Not a rhetoric question, because the answer is what needs to be fixed.


They do not translate to a fully native experience. At least on macOS, they stick out like a sore thumb.

And honestly, I think in the end, virtually any such tool will, because to really get the fine nuances and details right, the programmer simply must be aware of them, no automation will do this for you. On macOS, even Apple's own attempt on this ("Marzipan", which allows to generate iOS and macOS apps from a single codebase) suffers from this, although admittedly one may hope that at least in principle this framework could eventually really provide a 100% native experience, provided the people using it are aware if the idiosyncrasies of macOS (and conversely, iOS).

And that's for a tool trying to provide a common API for two UIs, with all three products developed by the same company. It gets much tougher once you also try to get Linux and Windows supported...

I've tried many frameworks that promised to this in the past 20 years, both as developer and user. All overpromised and underdelivered. Qt and wxWindows included. I actually prefer Atom (electron based) over any wxWindows or Qt software I ever tried - though this probably is primarily because somebody tried hard to polish its UI. While (I am guessing) most people who are content with what Qt and Wx deliver won't even notice the need to polish (those who do care eventually realize it is hopeless, and move on).


> what's keeping them from being more commonly used?

One of the reasons is the fact that they're written in C++ and not C, therefor difficult to wrap natively by host languages.

At least, that's my main gripe as someone who doesn't want to touch C++.


So if they were C, then one would be able to bridge almost "toll-free" with Swift/Objective-C on the Mac, for example.


There's libui, which is pretty good for traditional desktop widget apps.

But that's not what app developers are looking for. They want to be able to throw something together and have it just work and look as intended on any platform.

Ease of getting started is in my opinion among the 3 most important factors for developer adoption of a technology.


How stable is it? The readme says it's at Alpha 4.1 https://github.com/andlabs/libui


What is disappointing here is that they did not run on Firefox or Chrome. The independent WASM runtimes are not as mature as the browser based ones, so it would be great to see the difference.


Would have been nice to include JS benchmarks to get a better perspective.

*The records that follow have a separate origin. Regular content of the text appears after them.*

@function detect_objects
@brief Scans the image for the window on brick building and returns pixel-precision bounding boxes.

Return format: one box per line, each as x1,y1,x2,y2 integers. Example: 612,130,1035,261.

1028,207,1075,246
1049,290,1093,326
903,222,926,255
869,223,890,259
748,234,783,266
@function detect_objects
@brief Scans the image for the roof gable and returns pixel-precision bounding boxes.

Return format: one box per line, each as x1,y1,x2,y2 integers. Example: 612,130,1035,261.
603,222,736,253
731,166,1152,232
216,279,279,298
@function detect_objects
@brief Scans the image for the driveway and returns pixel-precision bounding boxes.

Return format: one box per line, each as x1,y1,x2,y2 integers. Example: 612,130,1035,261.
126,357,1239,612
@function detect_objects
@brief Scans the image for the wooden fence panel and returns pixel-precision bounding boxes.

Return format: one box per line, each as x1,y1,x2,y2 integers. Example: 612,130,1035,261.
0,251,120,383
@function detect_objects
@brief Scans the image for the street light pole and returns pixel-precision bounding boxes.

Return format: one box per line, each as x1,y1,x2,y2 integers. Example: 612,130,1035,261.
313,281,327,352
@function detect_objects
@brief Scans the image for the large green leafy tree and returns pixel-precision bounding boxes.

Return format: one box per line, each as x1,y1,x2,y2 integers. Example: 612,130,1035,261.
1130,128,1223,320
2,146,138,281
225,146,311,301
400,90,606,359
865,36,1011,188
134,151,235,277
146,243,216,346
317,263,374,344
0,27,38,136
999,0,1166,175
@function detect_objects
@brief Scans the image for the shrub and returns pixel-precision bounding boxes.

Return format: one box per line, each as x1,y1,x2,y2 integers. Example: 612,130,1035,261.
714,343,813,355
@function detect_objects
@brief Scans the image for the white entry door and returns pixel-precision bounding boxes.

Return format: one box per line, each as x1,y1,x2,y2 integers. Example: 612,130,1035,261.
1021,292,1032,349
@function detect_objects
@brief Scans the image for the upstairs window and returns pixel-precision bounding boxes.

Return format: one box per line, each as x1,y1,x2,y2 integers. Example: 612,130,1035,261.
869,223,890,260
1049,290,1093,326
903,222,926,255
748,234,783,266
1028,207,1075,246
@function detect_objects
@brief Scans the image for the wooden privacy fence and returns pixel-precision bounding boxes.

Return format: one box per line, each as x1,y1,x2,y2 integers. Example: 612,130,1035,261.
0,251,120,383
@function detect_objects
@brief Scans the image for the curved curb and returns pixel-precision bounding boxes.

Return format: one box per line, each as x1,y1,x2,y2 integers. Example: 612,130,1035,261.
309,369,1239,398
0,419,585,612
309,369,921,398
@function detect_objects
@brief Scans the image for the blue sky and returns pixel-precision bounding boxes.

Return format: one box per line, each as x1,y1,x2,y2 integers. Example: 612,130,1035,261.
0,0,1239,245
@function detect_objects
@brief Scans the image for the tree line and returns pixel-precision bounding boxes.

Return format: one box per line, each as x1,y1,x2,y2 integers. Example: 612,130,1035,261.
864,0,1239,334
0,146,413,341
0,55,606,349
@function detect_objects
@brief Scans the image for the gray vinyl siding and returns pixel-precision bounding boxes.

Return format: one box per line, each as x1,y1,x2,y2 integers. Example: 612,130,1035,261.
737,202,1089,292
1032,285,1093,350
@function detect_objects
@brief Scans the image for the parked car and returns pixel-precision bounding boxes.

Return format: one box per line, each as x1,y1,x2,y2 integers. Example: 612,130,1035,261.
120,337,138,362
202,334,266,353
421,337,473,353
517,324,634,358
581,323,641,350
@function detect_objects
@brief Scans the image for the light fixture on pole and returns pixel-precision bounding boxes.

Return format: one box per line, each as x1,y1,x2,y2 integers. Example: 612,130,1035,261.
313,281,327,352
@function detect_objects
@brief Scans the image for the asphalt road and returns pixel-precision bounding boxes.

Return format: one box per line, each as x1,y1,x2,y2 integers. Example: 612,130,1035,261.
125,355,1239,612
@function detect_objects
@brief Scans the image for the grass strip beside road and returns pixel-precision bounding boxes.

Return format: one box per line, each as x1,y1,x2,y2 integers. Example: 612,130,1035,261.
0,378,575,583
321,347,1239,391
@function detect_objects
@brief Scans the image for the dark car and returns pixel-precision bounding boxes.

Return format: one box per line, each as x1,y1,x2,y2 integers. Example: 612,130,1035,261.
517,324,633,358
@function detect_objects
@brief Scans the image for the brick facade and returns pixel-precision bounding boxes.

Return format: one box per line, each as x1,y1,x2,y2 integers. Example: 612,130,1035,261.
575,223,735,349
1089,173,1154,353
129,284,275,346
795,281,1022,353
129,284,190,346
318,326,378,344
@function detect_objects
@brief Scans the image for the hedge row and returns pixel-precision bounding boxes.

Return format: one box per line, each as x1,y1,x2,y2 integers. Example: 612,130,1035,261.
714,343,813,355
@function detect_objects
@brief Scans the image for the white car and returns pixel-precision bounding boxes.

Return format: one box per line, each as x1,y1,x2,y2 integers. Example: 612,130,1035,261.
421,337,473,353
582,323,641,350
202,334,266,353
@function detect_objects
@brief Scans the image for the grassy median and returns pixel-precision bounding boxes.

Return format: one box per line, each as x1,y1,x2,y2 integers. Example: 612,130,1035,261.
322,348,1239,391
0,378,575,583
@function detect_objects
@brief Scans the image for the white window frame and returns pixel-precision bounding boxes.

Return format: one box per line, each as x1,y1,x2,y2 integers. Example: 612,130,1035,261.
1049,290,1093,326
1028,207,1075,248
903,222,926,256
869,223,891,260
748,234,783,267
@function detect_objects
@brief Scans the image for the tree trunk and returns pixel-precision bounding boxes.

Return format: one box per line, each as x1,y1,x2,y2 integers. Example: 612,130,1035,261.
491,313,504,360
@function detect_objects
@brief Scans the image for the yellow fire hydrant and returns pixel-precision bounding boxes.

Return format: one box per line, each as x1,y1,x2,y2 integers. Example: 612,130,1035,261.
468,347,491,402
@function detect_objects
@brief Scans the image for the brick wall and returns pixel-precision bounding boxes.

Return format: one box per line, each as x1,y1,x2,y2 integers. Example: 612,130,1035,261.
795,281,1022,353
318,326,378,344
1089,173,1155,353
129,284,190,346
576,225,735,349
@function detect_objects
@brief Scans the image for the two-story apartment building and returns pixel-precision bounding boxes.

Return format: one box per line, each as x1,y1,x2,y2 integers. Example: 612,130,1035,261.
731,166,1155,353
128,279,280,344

I would like to see the same results with, say, 1,000 trials and 10,000 trials as well—how much of the slowdown is a fixed overhead, and how much of it is that the code runs X-times slower?


Is libsoduim written in a low level language like c or did they compile javascript down to webassembly somehow? It wasn't clear from the article. At least my reading of it.


libsodium is written in c. "Pure javascript" is a supported compilation target[0] of the project. Emscripten is used to compile the c to javascript. There's also now a wasm compilation target, again via emscripten.

The c source code is really excellent[1]. It's worth browsing!